石森延男『コタンの口笛』(1957年(昭和32年)出版)…札幌南6条西9丁目生まれ。児童文学作家。

「カーン カーン カーン。 時計台の鐘が鳴りだしました、十一時でした。『先生、いい音ですね、時計台の鐘―。』 『明るくて、いいな』」

和田芳恵『暗い流れ』(1977年(昭和52年)出版)…長万部町出身、北海中学に学ぶ。

「私は大通にある時計台の市立図書館で、受験勉強をしながら、頭が疲れると文学書を借り出しては読んだ。蔵書は少なかったが、秦豊吉の訳で『若きヱルテルの悲み』や、北原白秋の『思ひ出』、志賀直哉の『夜の光』などを読んで感動した」

伊藤整「札幌」(1938年(昭和13年)雑誌掲載か)…札幌時計台での講演会記。

「その日の夜は講演であった。・・会場の時計台というのに入って見たのは始めてである。これが昔の農学校の校舎の一部だったということは、あの素朴な建物に大変特殊なものを感じさせる。色々な過去の人物の呼吸が、古い建物の材木の中に沁みこんでいるようだ。建物のその古めかしく神聖な印象が圧しつけるように漂っている。
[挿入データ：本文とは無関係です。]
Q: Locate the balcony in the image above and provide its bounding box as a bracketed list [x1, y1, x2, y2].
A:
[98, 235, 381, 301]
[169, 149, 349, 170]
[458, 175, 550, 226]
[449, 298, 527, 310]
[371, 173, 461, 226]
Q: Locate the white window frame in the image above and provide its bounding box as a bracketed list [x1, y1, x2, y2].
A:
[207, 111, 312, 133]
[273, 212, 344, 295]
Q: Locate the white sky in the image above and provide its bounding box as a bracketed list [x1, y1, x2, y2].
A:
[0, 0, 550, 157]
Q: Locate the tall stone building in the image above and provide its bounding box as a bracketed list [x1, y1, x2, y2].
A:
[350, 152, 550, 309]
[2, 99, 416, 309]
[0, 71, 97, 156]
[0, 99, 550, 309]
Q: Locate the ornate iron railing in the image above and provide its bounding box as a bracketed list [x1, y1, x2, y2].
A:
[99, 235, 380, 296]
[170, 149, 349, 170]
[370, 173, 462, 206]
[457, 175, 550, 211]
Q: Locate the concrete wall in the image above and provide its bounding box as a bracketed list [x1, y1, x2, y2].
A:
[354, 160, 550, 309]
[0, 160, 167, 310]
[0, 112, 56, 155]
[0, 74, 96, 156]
・・・北海道という土地の開拓につながった夢は、なんか身に近いものとしてなつかしみを抱かせるぐらいの隔たりになって残っているのだ」

小熊秀雄…小樽市生れ、日本近代の代表的な詩人の一人。

「札幌の時計台こそ古びたりされども時は新しきかな」 (1938年(昭和13年))

その他、宇野浩二「北海道遊記」(1950年(昭和25年))、八木義徳『旅の音色』(1952年(昭和27年))、火野葦平『活火山』(1954年(昭和29年)などでの記載があります。
大正時代には島村抱月、有島武郎、三木露風、若山牧水が時計台で講演会を開き市民を感動させています。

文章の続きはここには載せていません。